Twenty-one Republican state attorneys general sent a letter to President Joe Biden on Wednesday saying they think his COVID-19 vaccination mandate for federal contractors “stands on shaky legal ground,” is confusing to contractors and could exacerbate supply-chain problems.
They wrote that companies could be blacklisted for federal contracts unless they get their workers vaccinated on “an unworkable timeline.”
“We strongly urge you to instruct agencies to cease implementing the mandate or, at a minimum, to provide clarity to agencies and federal contractors across the country and delay the mandate’s compliance date,” said the letter signed by attorneys general from Texas, Mississippi, Alaska and other states.
Republican officials have already threatened to sue over the order that Biden issued Sept. 9. Some legal experts have said they think the Biden administration is on strong legal footing with the mandates to protect public safety.
The administration is expected to release details soon about implementing the mandate. Biden has said companies with at least 100 employees will have to require all their employees be vaccinated or undergo weekly testing. The mandate for federal contractors goes into effect in December, and it does not have a testing option.
Many businesses, governments and schools are already setting COVID-19 vaccination requirements.
Employees of some federal contractors — including at a shipbuilder and a NASA rocket engine test site in Mississippi — have been protesting what they see as federal overreach into private lives.

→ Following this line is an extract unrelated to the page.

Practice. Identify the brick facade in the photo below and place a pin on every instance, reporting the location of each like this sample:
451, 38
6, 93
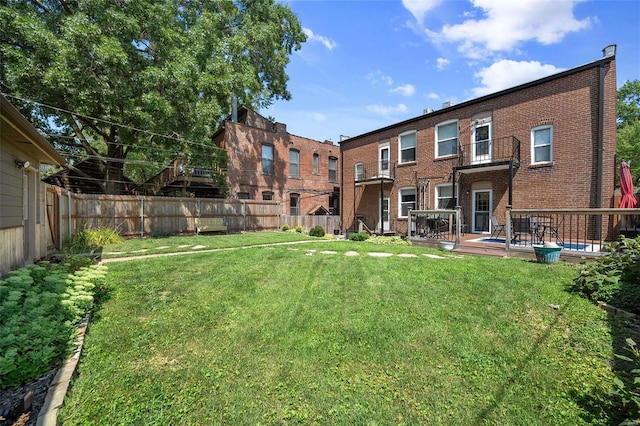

Mississippi Attorney General Lynn Fitch said in a news release Wednesday that vaccination should be an individual decision.
“Forcing people to vaccinate or lose their jobs is a flawed premise … and the mismanaged execution of that idea demonstrates how utterly unworkable it is as a national policy,” Fitch said.
Texas Gov. Greg Abbott issued an executive order Oct. 11 to bar private companies or any other entity from requiring vaccines.
Alabama Gov. Kay Ivey on Monday directed the state’s executive-branch agencies not to cooperate with the federal COVID-19 vaccine mandate, where possible.